(383al) Polyorganosilica Membranes Structure Tightening and Hydrothermal Stabilization Via Few Cycle Atomic Layer Deposition for Hydrogen Purification Process
AIChE Annual Meeting
2024
2024 AIChE Annual Meeting
Separations Division
Poster Session: Separations Division
Tuesday, October 29, 2024 - 3:30pm to 5:00pm
Polyorganosilica (POSi) membranes with excellent H2 separation properties can be rapidly prepared via 2-minute oxygen plasma treatment of polydimethylsiloxane (PDMS)-based thin-film composite (TFC) membranes. However, POSi membranes are subject to hydrothermal instability, decreasing H2 permeance and H2/CO2 selectivity. In this study, we employ few-cycle atomic layer deposition (ALD) of aluminum oxide to induce metal-siloxane covalent linkage, which can simultaneously stabilize POSi networks and tighten porous structures to improve H2/CO2 separation performance. First, oxygen plasma treatment induces an ultrathin (<10 nm) POSi top layer with abundant silanol (Si-OH) groups, as confirmed by XPS and SEM images. Second, the hydroxide groups enable the ALD process, where exposure to trimethylaluminum (TMA) forms Al-O-Si covalent linkages. The effect of the ALD parameters on the POSi network structure, gas transport properties at 150oC, and hydrothermal stability are thoroughly examined.

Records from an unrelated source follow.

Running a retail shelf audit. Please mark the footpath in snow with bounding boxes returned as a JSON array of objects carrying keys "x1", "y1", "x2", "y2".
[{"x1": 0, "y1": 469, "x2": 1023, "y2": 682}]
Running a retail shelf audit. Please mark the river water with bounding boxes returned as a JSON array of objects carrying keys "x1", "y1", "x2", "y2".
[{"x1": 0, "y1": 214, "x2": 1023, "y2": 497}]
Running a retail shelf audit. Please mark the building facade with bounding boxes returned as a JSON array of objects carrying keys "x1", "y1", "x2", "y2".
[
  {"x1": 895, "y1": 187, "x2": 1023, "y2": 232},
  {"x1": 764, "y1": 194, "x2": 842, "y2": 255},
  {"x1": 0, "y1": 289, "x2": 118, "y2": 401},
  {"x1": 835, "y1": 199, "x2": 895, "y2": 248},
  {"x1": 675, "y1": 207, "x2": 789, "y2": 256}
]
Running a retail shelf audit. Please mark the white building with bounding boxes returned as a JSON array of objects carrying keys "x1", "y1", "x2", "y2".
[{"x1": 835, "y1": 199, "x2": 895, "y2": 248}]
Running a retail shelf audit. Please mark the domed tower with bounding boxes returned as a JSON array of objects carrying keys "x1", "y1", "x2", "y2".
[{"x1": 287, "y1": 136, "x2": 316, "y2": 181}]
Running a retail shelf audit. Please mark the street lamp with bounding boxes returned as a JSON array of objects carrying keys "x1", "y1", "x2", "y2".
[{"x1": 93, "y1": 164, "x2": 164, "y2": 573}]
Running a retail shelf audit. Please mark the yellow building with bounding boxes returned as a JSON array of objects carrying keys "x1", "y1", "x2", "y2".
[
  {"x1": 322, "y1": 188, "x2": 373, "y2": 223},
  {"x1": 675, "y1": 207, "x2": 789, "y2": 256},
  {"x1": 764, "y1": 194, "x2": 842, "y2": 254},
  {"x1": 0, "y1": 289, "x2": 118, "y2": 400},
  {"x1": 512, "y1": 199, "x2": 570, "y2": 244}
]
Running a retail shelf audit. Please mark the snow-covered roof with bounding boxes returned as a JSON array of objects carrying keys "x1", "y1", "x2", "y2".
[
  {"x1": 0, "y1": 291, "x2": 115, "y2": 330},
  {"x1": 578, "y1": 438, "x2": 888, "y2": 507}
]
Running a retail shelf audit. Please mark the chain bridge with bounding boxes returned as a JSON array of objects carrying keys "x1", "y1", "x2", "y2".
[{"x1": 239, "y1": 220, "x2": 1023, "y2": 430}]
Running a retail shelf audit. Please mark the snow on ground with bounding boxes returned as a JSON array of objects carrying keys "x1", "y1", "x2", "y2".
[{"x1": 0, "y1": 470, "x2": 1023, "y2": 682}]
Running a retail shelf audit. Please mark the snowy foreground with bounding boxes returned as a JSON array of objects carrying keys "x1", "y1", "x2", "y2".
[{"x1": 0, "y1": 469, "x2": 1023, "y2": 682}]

For example, exposing POSi membranes to 3-cycle ALD improves H2/CO2 selectivity from 67 to 110 but decreases H2 permeance from 380 to 240 GPU. When challenged with roughly 0.6 mol% water vapor, the pristine POSi membrane exhibits an irreversible drop of H2/CO2 selectivity to 55 while a 3-cycle of ALD retains the selectivity, suggesting improved hydrothermal stability with the ALD treatment. The superior H2/CO2 separation properties and robust hydrothermal stability coupled with the facile fabrication processes demonstrate the potential of the POSi membranes for practical H2 purification and CO2 capture.